Page MenuHomePhabricator

[Wilds] Sanitize UTF8 output in `tsprintf(...)` under Windows
ClosedPublic

Authored by epriestley on Oct 2 2018, 5:57 PM.

Details

Summary

Ref T13209. In PHP, when you echo or print certain invalid sequences to the cmd.exe terminal under Windows 10, the entire string just vanishes into the ether.

I ran into this because arc unit was reporting "1 failing test" but not actually printing a test failure. That's because the failing test was the surrogate filtering test, and the test failure contained a reserved UTF16 surrogate sequence ("Expected: <filtered result>; Actual: <unfiltered result>"). See D19724.

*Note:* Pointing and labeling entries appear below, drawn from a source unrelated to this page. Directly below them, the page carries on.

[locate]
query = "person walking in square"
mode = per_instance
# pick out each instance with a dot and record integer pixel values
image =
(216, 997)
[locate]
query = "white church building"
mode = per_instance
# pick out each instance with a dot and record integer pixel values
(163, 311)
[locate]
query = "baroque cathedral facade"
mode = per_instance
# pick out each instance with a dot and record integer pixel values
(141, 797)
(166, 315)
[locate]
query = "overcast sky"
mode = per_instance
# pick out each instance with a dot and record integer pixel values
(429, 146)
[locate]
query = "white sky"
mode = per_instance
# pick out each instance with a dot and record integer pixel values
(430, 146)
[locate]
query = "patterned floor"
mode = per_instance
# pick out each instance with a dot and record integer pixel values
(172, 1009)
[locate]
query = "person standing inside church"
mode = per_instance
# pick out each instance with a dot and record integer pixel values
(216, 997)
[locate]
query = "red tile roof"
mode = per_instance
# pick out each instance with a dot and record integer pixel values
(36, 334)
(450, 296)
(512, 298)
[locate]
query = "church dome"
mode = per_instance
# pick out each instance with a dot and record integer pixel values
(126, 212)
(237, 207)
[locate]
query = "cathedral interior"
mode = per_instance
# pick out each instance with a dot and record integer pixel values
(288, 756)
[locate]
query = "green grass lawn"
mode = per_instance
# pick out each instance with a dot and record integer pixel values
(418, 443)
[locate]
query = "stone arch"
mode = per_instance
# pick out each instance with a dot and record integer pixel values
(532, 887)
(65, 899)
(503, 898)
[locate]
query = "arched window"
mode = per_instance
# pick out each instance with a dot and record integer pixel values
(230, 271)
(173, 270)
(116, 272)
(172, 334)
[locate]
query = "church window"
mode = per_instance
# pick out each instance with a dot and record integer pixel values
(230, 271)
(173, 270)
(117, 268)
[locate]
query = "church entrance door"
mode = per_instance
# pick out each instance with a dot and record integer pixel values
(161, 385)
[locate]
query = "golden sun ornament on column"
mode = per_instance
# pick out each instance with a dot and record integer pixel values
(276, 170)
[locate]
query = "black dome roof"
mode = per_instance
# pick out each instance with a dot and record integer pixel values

To try to limit the damage this can cause, explicitly phutil_utf8ize(...) the output under Windows. When we don't need to do this I think it's slightly better not to (occasionally, the raw input might be useful in debugging or understanding something) which is why I'm not just doing it unconditionally.

Test Plan
  • Wrote a script which did echo tsprintf("%s", "<invalid surrogate sequence>");.
  • On Windows 10 in cmd.exe, saw it print something instead of printing nothing.

Diff Detail

Repository
rARC Arcanist
Lint
Automatic diff as part of commit; lint not applicable.
Unit
Automatic diff as part of commit; unit tests not applicable.

Event Timeline

epriestley created this revision.Oct 2 2018, 5:57 PM
Harbormaster returned this revision to the author for changes because remote builds failed.Oct 2 2018, 5:57 PM
Harbormaster failed remote builds in B20976: Diff 47134!
epriestley requested review of this revision.Oct 2 2018, 6:04 PM
amckinley accepted this revision.Oct 2 2018, 7:18 PM
This revision is now accepted and ready to land.Oct 2 2018, 7:18 PM
This revision was automatically updated to reflect the committed changes.